Adrian Genie. Meeting Frank Stella

Interview with Adrian Ghenie

b. 1977, Romanian artist


Berlin, May 1st 2023


Frank Stella, Black Paintings 


Mihai Pop: What year did that story with Frank Stella take place?

Adrian Ghenie: I went to his exhibition in London, he had a big show on at the Haunch of Venison gallery sometime in 2011 after I'd moved away from London and Haunch was still in the Royal Academy of Arts space; Ben Tufnell introduced me: "Come to the opening and come meet Frank Stella at dinner afterwards!".

MP: And how did the meeting go?

AG: I introduced myself, "Hello, good to meet you, you know, I first saw your work in a trash bin at School no. 5 in Baia Mare." He started laughing, "What?!".


MP: What was the old man like?

AG: Likable, like someone out of Seinfeld, like a taxi driver. He pulled up a chair next to me and said "Please tell me the story!". And I told him how I was leaving school one day, I saw some tossed out brochures in the trash bin in the yard, some overturned boxes of brochures from the American Exhibition1, and I took one home with me. 

 

MP: They were probably cleaning up the school library and throwing out anything irrelevant...

AG: Yeah yeah, and what did they throw out?

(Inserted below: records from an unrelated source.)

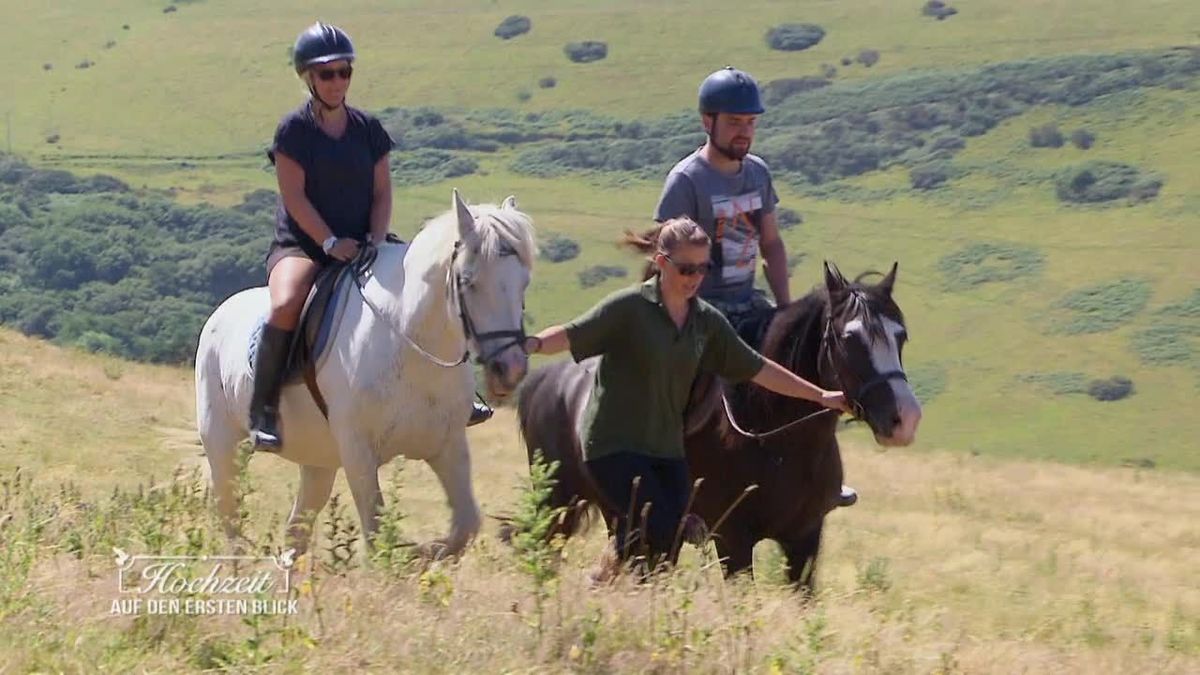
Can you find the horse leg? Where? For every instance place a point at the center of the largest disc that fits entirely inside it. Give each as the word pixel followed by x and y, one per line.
pixel 736 554
pixel 453 469
pixel 221 449
pixel 316 484
pixel 802 559
pixel 363 476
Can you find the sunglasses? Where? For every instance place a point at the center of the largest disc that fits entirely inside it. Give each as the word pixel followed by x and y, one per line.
pixel 691 269
pixel 330 73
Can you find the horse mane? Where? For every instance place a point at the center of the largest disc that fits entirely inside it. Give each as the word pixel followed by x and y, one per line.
pixel 646 243
pixel 499 230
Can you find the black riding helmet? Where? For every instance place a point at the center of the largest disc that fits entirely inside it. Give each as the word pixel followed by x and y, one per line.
pixel 322 43
pixel 732 91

The art! I took it home, I was sixth grade so of course I didn't understand much, but it was on my bookshelf for years, I would look through it all the time when I was in college. I told Stella all this and he said "Aah yes yes yes, I remember! We were asked by the State Department to do that exhibition as part of the plan to use soft power to 'attack' the Eastern Bloc". Apparently, the exhibition was organized with the embassies of the countries in the Warsaw Pact and one of the artists was chosen to go to each opening, he said he got sent to Bratislava. 


MP: One by one? I remember you telling me they all decided to go to the same opening together and they picked Bratislava...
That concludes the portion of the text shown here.